本作の見どころは3つ。背徳的なレベル上げ、囚われの姫との関係、選択による結果の変化。これらが織りなす王道RPGの新たな魅力を体感できる作品だ。
プレイの感触
「ちんたらレベル上げてる場合じゃねえ!」は、王道RPGの要素を取り入れつつ、プレイヤーの選択によってストーリーが大きく変化するのが印象的だった。ゲームを開始すると、まずはキャラクターの育成が求められる。レベル上げを通じて能力を向上させ、強敵に挑むという通常のRPGではおなじみの流れだが、本作ではその背後にある背徳的な要素がプレイヤーを惹きつける。特に、囚われの姫を助ける過程で発生するさまざまな選択肢が、ストーリー展開に強い影響を与えるため、プレイするたびに異なる体験ができるのが大いに魅力的だ。また、キャラクターたちの個性が立っており、特に姫の周囲で展開するドラマがプレイヤーを一層引き込む。私はプレイ中に、自分がどのように物語を進めるかを考えながら、ドキドキしっぱなしだった。
おすすめしたい層
この作品は、王道RPGが好きな人はもちろんのこと、背徳的なシチュエーションを楽しみたい人にも強くおすすめしたい。
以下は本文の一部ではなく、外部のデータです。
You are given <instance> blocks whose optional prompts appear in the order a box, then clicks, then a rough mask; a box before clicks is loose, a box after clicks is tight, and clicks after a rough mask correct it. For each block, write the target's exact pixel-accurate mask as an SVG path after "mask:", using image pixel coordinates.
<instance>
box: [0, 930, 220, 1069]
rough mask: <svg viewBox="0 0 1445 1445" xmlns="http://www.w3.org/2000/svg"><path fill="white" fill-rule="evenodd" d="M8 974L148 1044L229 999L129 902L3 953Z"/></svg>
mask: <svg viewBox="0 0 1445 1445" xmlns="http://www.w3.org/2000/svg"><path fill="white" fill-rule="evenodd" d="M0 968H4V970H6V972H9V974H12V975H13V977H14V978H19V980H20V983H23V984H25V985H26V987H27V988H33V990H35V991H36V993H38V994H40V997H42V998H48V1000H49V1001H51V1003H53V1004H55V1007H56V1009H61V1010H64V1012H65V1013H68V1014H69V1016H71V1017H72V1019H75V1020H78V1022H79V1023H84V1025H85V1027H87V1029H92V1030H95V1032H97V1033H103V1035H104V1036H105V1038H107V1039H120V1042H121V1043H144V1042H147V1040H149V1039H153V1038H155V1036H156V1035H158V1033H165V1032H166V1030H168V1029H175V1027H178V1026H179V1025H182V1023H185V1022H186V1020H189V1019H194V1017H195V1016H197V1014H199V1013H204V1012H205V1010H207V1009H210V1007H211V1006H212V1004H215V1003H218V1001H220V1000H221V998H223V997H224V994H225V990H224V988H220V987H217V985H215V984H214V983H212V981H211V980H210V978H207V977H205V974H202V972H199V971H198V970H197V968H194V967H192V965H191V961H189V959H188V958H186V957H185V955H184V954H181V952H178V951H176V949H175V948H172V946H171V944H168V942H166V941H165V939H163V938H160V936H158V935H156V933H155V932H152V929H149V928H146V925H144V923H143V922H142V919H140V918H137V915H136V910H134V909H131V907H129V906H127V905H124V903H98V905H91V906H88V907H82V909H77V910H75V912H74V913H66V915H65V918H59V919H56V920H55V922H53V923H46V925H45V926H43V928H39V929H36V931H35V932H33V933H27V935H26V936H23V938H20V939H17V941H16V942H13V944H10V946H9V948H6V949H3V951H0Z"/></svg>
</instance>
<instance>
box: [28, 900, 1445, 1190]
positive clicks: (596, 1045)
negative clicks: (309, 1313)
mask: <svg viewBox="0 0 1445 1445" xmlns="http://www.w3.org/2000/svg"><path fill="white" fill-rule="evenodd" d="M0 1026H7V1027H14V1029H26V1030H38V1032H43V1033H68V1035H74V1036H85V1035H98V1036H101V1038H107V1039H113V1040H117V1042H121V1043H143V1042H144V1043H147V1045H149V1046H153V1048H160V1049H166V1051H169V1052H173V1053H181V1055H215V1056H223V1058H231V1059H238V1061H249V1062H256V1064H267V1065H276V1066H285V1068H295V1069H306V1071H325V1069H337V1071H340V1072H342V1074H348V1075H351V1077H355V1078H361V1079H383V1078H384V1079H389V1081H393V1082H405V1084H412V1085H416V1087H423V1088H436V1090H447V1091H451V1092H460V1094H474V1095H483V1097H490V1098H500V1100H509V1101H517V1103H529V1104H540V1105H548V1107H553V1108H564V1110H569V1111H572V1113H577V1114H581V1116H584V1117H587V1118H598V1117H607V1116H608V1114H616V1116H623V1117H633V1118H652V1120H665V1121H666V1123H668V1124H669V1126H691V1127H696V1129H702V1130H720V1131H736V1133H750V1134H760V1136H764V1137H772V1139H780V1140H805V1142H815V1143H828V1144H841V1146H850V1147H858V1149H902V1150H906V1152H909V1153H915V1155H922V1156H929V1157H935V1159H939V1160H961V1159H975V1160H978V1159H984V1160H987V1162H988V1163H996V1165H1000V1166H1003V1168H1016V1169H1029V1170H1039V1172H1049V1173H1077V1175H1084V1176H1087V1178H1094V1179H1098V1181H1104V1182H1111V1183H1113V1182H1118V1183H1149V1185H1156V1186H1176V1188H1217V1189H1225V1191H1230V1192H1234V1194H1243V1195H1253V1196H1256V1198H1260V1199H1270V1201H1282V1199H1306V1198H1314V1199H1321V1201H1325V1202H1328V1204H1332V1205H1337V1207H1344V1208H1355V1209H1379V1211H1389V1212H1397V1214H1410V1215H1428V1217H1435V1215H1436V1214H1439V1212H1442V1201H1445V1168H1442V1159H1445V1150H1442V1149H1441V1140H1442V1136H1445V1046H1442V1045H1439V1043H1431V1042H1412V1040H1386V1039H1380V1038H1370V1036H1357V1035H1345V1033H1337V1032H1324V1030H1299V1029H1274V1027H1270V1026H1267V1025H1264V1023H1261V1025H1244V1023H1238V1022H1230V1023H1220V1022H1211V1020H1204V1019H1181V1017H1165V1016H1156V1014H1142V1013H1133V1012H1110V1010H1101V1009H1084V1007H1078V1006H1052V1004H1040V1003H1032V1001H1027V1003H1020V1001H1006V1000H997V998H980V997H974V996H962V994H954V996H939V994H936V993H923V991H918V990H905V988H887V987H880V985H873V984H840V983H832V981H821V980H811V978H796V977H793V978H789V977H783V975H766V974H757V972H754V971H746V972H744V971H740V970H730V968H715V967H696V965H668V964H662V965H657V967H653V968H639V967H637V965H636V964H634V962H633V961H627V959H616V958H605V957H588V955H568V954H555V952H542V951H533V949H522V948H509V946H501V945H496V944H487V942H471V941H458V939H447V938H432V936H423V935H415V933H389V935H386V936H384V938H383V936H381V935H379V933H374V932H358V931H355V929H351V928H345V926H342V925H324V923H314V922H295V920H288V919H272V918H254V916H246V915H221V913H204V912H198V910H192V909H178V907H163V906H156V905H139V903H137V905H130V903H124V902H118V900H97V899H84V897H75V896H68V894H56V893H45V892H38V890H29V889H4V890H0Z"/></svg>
特に、寝取られや屈辱的な要素があるため、それに抵抗のない方にはぴったりだと思う。シナリオも高島松氏が手掛けており、彼の作品に親しんできたファンの方には安心してプレイしてほしい。逆に、そういった要素が苦手な方には気をつけてほしいが、挑戦してみる価値はあるかもしれない。私はプレイしながら、選択肢の一つひとつがどんな結果をもたらすかを考えること自体が楽しみとなり、いつの間にかゲームの世界に没頭してしまった。たっぷりのボリュームと深いシナリオが待っているので、気になる方はぜひ手に取ってみてほしい。
物語の選択とその結果が重くのしかかるこの作品。プレイ後には、その余韻だけが、しばらく残る。